DSC is a helpful technique for investigation of thermal properties of a formulation, providing information about physicochemical state of drug in the delivery system. DSC thermograms of pure exe, cPCL polymer, sucrose, physical mixture, and exe-loaded cPCL NPs are shown in Fig. 8. Pure exe showed an endothermic melting peak at 182.56 °C indicating its crystalline nature. cPCL showed endothermic peak at 47.65 °C, which was lower than the reported melting point of PCL (60 °C) It has been reported that modifications in polymer or polymer structure will change its melting point (Orozco-Castellanos et al. 2011). Thus, the lowering of melting point of PCL in cPCL can be taken as an indication of its carboxylation, which was also confirmed by FTIR and GPC. There was no peak of exe in the thermogram of NPs indicating that exe may be existing as a molecular dispersion or in an amorphous phase in the polymer matrix (Kashi et al. 2012). It is reported that no detectable endotherm will be observed if the drug is present in a molecular dispersion or solid solution state in the polymeric NPs (Dubernet 1995).
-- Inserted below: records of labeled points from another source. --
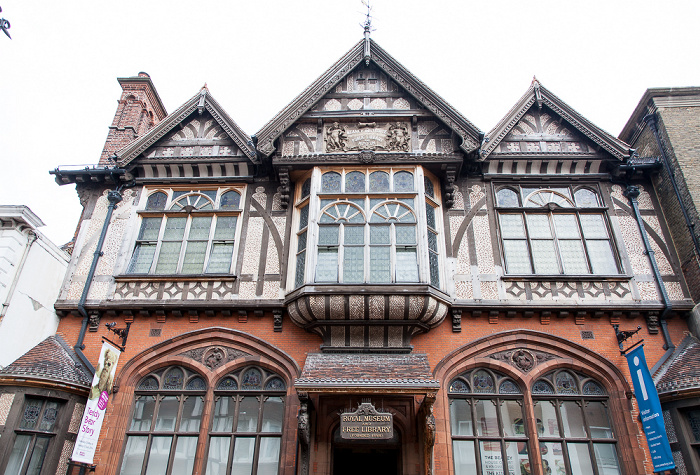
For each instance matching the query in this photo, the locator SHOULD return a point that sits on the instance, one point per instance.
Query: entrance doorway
(366, 461)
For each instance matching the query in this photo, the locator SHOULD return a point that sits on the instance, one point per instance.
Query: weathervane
(5, 25)
(368, 28)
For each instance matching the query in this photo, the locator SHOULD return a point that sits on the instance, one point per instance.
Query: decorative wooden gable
(197, 141)
(373, 106)
(543, 129)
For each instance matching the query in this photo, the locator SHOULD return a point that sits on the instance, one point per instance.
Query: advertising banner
(86, 442)
(650, 411)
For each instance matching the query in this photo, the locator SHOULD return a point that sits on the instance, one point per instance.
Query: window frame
(215, 213)
(550, 210)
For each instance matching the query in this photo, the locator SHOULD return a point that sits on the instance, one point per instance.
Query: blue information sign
(650, 411)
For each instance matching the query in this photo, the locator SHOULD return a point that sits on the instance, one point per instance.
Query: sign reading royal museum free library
(650, 411)
(86, 442)
(366, 423)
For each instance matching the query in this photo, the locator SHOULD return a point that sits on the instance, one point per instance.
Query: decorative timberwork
(214, 356)
(523, 359)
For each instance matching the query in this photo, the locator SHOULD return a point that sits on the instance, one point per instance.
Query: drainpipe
(31, 238)
(113, 197)
(651, 121)
(632, 193)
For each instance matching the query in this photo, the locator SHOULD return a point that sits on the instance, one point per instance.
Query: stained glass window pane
(143, 413)
(430, 215)
(580, 459)
(403, 181)
(546, 416)
(183, 462)
(150, 227)
(230, 200)
(303, 217)
(143, 258)
(379, 267)
(378, 182)
(248, 415)
(251, 380)
(507, 197)
(273, 412)
(268, 456)
(156, 201)
(573, 257)
(566, 226)
(482, 382)
(220, 258)
(464, 457)
(585, 198)
(194, 257)
(224, 410)
(354, 182)
(354, 265)
(606, 459)
(328, 235)
(544, 257)
(330, 182)
(602, 258)
(461, 417)
(134, 454)
(406, 265)
(218, 455)
(512, 226)
(429, 189)
(517, 257)
(174, 229)
(379, 234)
(327, 265)
(225, 228)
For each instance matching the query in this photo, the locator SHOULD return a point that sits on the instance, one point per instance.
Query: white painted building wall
(32, 269)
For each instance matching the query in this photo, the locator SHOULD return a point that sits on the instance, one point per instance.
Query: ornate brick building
(369, 249)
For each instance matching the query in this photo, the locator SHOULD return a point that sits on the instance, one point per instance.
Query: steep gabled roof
(469, 133)
(51, 360)
(540, 95)
(201, 101)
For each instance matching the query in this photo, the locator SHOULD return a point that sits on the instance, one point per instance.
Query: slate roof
(53, 360)
(682, 370)
(362, 370)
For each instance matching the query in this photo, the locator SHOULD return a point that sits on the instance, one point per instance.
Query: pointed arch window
(555, 230)
(187, 232)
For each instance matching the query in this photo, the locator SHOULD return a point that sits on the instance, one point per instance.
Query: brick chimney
(138, 110)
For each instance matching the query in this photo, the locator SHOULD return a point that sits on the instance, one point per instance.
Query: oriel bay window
(187, 232)
(367, 226)
(555, 230)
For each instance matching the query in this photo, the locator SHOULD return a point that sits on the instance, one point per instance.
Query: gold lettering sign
(366, 423)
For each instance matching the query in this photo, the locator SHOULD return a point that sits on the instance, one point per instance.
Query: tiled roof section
(363, 370)
(51, 359)
(682, 370)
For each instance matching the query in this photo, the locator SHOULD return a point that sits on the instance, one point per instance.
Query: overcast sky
(58, 87)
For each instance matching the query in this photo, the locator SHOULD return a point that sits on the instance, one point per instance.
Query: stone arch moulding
(545, 353)
(190, 350)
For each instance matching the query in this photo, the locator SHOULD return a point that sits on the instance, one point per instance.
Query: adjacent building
(368, 255)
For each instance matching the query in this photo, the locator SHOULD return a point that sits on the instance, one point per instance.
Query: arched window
(246, 428)
(489, 434)
(164, 429)
(573, 422)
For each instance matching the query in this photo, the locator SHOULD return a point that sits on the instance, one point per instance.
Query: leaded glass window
(164, 430)
(247, 420)
(367, 229)
(187, 232)
(557, 230)
(487, 423)
(574, 426)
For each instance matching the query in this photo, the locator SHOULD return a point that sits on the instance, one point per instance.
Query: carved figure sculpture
(398, 137)
(335, 138)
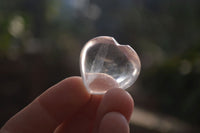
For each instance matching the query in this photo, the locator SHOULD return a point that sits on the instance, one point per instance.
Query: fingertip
(118, 100)
(114, 122)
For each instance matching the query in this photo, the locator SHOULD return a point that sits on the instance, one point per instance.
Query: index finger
(46, 112)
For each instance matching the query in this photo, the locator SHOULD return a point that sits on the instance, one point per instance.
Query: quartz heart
(105, 64)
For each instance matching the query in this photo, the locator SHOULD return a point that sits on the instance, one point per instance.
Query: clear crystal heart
(105, 64)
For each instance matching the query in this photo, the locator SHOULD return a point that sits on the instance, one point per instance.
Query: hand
(67, 107)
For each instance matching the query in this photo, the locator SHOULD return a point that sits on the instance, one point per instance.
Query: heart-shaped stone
(105, 64)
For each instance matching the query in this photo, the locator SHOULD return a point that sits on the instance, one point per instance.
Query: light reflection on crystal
(105, 64)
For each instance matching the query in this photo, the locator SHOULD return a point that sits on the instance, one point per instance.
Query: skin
(67, 107)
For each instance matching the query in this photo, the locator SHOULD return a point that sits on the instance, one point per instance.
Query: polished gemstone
(105, 64)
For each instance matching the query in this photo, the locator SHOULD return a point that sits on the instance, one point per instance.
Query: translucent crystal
(105, 64)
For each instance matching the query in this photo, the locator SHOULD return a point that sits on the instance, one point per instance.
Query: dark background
(40, 43)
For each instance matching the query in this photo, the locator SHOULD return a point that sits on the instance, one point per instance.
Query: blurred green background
(40, 43)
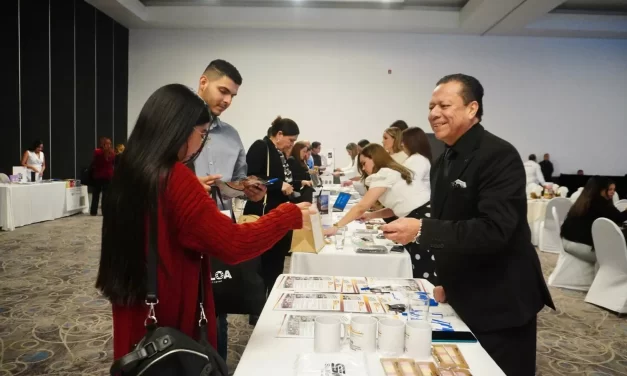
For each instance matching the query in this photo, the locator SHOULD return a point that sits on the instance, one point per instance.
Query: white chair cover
(576, 195)
(609, 289)
(570, 272)
(549, 240)
(532, 187)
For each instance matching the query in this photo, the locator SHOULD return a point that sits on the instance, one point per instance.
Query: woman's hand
(439, 295)
(287, 189)
(330, 231)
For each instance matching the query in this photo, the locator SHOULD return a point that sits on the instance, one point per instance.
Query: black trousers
(513, 349)
(98, 186)
(273, 261)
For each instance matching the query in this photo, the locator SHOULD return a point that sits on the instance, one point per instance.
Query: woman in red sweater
(101, 172)
(170, 131)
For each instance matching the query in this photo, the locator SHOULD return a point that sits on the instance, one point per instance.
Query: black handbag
(237, 289)
(165, 351)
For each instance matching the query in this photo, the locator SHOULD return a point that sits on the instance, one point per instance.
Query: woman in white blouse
(393, 144)
(33, 158)
(350, 171)
(393, 185)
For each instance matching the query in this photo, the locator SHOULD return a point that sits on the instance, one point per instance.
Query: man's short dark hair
(221, 68)
(400, 124)
(472, 90)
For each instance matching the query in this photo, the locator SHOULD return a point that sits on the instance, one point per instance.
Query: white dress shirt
(534, 173)
(421, 168)
(351, 171)
(399, 196)
(399, 157)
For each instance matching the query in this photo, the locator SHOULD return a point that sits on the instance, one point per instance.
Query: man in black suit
(478, 232)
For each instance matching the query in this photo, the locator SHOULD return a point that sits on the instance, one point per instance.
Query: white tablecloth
(23, 204)
(331, 261)
(266, 354)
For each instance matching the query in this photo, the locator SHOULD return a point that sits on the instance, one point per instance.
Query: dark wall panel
(35, 76)
(85, 84)
(104, 76)
(120, 84)
(10, 151)
(62, 88)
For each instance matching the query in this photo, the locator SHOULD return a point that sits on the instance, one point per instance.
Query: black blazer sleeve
(490, 230)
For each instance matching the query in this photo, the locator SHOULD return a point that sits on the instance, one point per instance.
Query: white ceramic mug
(391, 337)
(418, 339)
(328, 334)
(363, 334)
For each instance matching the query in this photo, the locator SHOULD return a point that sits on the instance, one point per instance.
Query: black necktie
(448, 156)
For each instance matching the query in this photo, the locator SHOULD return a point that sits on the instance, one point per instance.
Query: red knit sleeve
(202, 227)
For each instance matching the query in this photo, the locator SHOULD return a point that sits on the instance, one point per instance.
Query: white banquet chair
(570, 272)
(576, 195)
(547, 242)
(563, 191)
(609, 289)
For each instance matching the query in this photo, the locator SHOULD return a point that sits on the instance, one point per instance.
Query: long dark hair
(416, 142)
(163, 127)
(35, 145)
(381, 159)
(591, 193)
(300, 145)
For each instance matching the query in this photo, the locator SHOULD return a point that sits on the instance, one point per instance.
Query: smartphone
(443, 336)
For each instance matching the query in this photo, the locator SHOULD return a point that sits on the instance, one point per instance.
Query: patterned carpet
(53, 322)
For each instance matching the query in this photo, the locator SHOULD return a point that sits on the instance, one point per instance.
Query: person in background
(533, 171)
(594, 202)
(102, 165)
(393, 144)
(119, 150)
(489, 271)
(350, 171)
(320, 160)
(547, 168)
(33, 158)
(611, 193)
(152, 179)
(400, 124)
(300, 172)
(263, 156)
(223, 156)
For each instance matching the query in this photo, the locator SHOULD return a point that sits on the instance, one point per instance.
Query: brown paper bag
(310, 240)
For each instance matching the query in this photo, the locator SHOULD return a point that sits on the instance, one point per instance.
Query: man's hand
(439, 295)
(255, 192)
(208, 180)
(403, 230)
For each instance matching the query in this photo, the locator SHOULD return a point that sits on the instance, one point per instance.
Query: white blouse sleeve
(385, 178)
(419, 165)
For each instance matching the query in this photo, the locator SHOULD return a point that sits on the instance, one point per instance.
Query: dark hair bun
(277, 120)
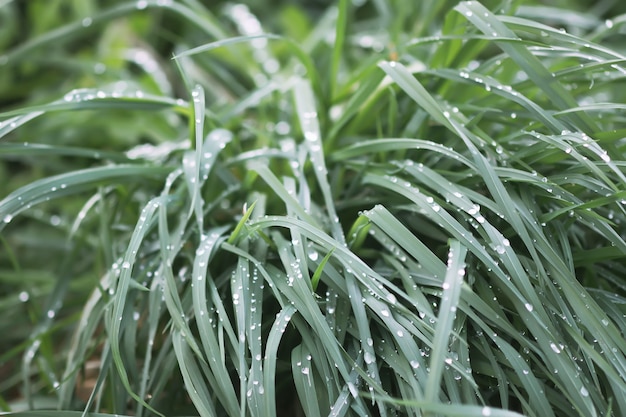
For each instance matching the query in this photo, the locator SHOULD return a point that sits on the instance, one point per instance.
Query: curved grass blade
(74, 182)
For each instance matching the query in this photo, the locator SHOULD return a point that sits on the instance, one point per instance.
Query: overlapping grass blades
(433, 229)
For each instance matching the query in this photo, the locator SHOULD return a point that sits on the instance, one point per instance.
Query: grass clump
(342, 209)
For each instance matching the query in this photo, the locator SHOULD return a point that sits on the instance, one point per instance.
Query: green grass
(312, 209)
However, as the drug is crystalline, total disappearance of its peak in the thermogram of the NPs indicate towards its existence as a molecular dispersion rather than amorphous form.
https://static-content.springer.com/image/art%3A10.1007%2Fs12645-013-0037-4/MediaObjects/12645_2013_37_Fig8_HTML.gif
Fig. 8

DSC thermogram of exe-loaded cPCL NPs (a), exe (b), cPCL (c), sucrose (d), and physical mixture (e)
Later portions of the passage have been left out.